Why does binary saving of array in a file works? [C++] - c++

C++ newbie here.
I'm trying to figure out the following line that writes a buffer into a file:
fOut.write((char *)&_data, sizeof(_data));
_data = array of integers...
I have a couple of questions:
Is &_data the address to the first element of the array?
Whatever address it is, does that mean that we only save the address of the array? then how come I still can access the array after I free it?
Shouldn't I pass sizeof(_data)*arrLength? what is the meaning of passing the size of int (in this case) and not the size of the entire array?
What does casting into char* mean when dealing with addresses?
I would really appreciate some clarifications.

Contrary to your comment, the array must be automatic or static storage duration in order for sizeof to work.
It should be just (char*)_data. The name of an array implicitly converts to a pointer to the first element.
No, write expects a pointer, and stores the content found at that location, not the location's address.
No. Since _data is an array, sizeof (_data) is the cumulative size of all elements in the array. If _data were a pointer (such as when an array is dynamically allocated on the heap), you would want numElems * sizeof(_data[0]). Multiplying the size of a pointer by the number of elements isn't helpful.
It means that the content at that address will be treated as a series of individual bytes, losing whatever numeric meaning it might have had. This is often done to perform efficient bulk copy of data, either to and from a file, or with memcpy/memmove. The data type should be POD (plain old data) or you'll get unexpected results.
If _data is a pointer to an array allocated from the heap, as your comment suggests, then the code is badly broken. In that case, you are saving just the address, and it may appear to work if you load the file back into the same instance of your program, but that's just because it's finding the data still in memory at the same address. The data wouldn't actually be in the file, and if you re-started the program before loading the file, you'd find that the data was gone. Make the changes I mentioned in both (1) and (3) in order to save the complete array regardless of whether it's allocated automatic, static, or dynamically.

What does casting into char* means
when dealing with addresses?
Imagine this simple example
int x = 12;
char * z = (char *)&x;
And assume an architecture where int is 4 bytes long. From the C++ Standard sizeof(char)==1.
On the expression char * z the char * part, you could say that is being used for pointer arithmetic
on the Second line of the example I gave, what happens is that z now points to the first (out of 4 bytes) that x has. Doing a ++z; will make z point to the Second Byte of the (in my example) 4byte int
You could say that the left part of a declaration is used for pointer arithmetic, to simplify things. a ++(char *) would move you by one byte, while a ++(int *) would move you by the corresponding number of bytes int occupies on the memory.

Yes
No, write uses this address as the first location, and reads through sizeof(_data) writing the whole array
sizeof(_data) will return the size of the entire array not the same as sizeof(int)
Means the data will be read byte by byte, this is the pointer required by write as it writes in binary format(byte by byte)

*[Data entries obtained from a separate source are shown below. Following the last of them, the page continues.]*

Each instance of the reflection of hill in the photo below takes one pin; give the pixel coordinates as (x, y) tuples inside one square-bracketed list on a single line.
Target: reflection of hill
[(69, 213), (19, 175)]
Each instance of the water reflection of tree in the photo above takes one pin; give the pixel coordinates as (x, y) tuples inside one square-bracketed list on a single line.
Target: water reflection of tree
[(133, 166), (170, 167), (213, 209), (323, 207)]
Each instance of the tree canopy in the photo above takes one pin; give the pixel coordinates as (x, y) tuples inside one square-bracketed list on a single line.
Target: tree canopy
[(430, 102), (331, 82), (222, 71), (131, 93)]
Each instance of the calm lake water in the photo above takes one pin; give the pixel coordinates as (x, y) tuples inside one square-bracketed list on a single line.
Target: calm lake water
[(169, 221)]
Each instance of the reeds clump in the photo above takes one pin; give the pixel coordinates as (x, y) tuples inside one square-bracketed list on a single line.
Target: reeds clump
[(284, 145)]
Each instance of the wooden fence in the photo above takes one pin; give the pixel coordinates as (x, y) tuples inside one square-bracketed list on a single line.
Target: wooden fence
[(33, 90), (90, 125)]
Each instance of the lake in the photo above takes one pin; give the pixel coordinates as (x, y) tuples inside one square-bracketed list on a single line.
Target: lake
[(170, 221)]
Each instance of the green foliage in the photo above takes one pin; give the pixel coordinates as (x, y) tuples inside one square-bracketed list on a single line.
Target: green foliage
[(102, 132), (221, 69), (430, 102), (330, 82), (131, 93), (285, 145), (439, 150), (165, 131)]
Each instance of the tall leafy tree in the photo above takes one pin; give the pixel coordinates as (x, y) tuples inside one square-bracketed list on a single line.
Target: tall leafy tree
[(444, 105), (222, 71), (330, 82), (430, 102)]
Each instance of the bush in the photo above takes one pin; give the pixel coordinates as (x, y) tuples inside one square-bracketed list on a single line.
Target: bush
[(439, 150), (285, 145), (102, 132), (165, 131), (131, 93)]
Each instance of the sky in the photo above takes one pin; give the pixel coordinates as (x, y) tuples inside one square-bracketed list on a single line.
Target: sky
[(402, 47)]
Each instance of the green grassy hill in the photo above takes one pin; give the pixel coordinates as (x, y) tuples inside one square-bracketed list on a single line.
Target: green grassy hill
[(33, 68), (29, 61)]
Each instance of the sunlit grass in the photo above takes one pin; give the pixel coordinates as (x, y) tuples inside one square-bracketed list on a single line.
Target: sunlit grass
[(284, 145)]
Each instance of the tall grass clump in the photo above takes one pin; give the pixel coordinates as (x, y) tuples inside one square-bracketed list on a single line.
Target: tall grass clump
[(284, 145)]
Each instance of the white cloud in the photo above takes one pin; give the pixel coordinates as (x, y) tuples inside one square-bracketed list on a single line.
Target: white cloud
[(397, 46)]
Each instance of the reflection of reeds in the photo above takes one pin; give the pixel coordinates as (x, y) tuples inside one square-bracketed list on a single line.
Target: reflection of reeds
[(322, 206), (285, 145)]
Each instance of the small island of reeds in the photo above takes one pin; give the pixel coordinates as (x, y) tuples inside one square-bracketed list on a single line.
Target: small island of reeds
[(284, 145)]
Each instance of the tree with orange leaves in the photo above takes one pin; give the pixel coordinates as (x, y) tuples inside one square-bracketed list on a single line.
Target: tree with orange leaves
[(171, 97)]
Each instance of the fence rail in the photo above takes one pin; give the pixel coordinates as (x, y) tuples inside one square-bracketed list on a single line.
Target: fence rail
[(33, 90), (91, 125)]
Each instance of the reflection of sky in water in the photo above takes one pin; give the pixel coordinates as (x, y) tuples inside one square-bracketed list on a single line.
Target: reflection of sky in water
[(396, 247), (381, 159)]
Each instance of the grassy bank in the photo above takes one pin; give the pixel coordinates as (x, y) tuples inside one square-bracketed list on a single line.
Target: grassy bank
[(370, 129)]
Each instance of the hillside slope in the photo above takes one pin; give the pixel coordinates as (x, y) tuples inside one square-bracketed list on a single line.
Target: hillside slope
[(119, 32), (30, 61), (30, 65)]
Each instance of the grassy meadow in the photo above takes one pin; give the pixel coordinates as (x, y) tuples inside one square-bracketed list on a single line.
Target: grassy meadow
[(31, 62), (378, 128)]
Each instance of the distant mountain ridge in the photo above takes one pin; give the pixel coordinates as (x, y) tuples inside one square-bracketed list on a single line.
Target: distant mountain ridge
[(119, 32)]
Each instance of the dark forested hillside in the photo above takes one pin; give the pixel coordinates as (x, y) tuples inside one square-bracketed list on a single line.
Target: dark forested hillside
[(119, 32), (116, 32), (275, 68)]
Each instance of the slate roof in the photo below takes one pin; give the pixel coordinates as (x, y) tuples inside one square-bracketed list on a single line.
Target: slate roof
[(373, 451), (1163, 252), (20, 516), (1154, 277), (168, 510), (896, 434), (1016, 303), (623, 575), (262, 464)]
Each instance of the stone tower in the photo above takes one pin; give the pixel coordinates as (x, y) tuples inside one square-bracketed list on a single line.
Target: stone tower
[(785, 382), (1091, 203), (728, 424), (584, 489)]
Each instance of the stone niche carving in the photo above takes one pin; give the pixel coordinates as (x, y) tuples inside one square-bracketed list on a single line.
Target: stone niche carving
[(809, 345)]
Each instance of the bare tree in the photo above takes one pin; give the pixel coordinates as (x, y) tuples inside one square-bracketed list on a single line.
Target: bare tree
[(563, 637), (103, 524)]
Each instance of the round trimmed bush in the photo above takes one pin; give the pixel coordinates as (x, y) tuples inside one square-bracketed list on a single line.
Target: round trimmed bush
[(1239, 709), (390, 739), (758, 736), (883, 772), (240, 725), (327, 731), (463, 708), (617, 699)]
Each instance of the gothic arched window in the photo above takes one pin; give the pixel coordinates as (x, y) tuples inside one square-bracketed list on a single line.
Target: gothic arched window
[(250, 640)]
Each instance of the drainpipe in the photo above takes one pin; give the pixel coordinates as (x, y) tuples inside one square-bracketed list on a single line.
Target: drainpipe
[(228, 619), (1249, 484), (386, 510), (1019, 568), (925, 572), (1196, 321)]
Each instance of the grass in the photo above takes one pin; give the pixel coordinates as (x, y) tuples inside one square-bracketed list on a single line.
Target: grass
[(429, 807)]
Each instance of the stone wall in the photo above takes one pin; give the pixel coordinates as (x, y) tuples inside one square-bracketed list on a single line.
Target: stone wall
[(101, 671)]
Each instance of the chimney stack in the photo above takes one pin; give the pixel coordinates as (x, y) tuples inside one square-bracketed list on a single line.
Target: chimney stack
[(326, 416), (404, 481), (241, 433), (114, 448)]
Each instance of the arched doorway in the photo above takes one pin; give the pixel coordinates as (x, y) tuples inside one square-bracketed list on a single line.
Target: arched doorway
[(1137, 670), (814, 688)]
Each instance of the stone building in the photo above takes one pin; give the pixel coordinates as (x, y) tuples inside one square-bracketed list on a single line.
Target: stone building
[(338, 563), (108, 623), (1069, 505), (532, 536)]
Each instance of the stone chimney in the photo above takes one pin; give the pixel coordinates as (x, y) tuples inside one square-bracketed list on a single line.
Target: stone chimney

1) Yes, &_data is the address of the first element of your array.
2) No, write() writes the number bytes you have specified via sizeof(_data) starting at address &_data
3) You would pass sizeof(int)*arrLength if _data is a pointer to an array, but since it is an array sizeof() returns the correct size.
4) don't know. ;)

read this : http://www.cplusplus.com/reference/iostream/ostream/write/
should be.
if you call "fstream.write(a,b)" then it writes b bytes starting from location a into the file (i.e. what the address is pointing at);
it should be the size in bytes or chars .
not much, similar to casting stuff to byte[] in more civilized languages.
By the way, it will only work on simple arrays with simple values inside them...
i suggest you look into the >> << operators .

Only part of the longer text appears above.